Diamond Princess evacuees leave Darwin after weeks in quarantine

Mytran and Kenneth Donnelly leave quarantine in Darwin, bound for home in Sydney.

Mytran and Kenneth Donnelly leave quarantine in Darwin, bound for home in Sydney. Photo: ABC

Former Diamond Princess passengers Mytran and Kenneth Donnelly headed home to Sydney on Thursday after spending 32 days in isolation.

The couple spent 18 days in lockdown on board the coronavirus-hit Diamond Princess, and another 14 in a mining camp near Darwin.

In total, it had been 45 days since they left NSW. Mrs Donnelly said the hardest part of the quarantine was missing the birth of their first grandson.

“We’re home free, finally,” she said.

The Diamond Princess captain let the Donnellys access the internet so they could see a video of the newest addition to their family shortly after he was born, and gave them a teddy bear for their grandson.

“We’ll just be glad to go home and see the children,” Mr Donnelly said.

“Looking forward to getting back to normal. I haven’t driven a car for 45 days.”

The couple were also looking forward to taking off their face masks, which they said made Darwin’s humid temperatures feel hotter.

Mr and Mrs Donnelly had nothing but praise for the staff on the cruise ship and at the Manigurr-ma residential village in Howard Springs.

But they said they felt the federal government could have done more to bring Australians home sooner.

Mr and Mrs Donnelly are two of about 150 Australians heading home today after a fortnight in quarantine in Howard Springs.

Altogether, 45 people were tested at the camp.
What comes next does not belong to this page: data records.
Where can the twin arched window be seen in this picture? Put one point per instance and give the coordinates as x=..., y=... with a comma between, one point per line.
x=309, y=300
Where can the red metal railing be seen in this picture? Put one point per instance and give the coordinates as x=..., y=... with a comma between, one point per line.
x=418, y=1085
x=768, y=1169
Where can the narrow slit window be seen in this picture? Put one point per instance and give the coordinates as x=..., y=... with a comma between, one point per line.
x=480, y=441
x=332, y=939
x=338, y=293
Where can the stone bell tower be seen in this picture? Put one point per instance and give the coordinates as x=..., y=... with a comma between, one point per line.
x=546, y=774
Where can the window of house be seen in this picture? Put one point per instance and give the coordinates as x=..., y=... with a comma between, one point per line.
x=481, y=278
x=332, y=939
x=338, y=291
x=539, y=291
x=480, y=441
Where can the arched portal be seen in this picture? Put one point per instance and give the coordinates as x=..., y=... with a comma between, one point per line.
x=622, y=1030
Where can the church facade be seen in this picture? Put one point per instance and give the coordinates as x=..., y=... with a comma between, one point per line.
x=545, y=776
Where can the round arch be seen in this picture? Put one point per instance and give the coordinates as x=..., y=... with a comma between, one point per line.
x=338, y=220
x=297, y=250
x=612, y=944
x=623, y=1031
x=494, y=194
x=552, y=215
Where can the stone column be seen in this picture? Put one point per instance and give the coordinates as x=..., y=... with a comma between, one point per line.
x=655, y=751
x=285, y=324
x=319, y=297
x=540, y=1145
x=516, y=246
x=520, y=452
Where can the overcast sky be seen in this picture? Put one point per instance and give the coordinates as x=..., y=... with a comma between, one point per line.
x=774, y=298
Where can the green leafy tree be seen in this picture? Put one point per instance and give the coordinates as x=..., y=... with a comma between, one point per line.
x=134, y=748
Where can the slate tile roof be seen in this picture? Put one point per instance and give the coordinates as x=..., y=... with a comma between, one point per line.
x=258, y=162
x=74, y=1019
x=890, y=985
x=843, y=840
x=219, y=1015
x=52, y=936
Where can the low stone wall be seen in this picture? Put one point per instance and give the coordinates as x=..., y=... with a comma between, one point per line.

Eight of them tested positive for coronavirus.

Those who tested positive in the centre were medically transferred to their home states, and one man later died in Perth.

Evacuees from the Diamond Princess cruise ship arrived in Darwin on two Qantas flights.

‘A day of joy’

Australian Border Force Commander Colin Drysdale said guests were happy to be heading home, and praised the mission as a success.

“There were almost 50,000 meals prepared, and nearly 1000 maintenance requests finalised,” he said.

“There’s been, on average, 190 staff supporting the efforts on a daily basis here.

“This is a day of joy for them as well.”

Australian Medical Assistance Teams mission leader Abi Trewin said it was great to be able to see passengers and staff sit together without masks.

“We’re very proud to see everyone leave today happy and healthy,” she said.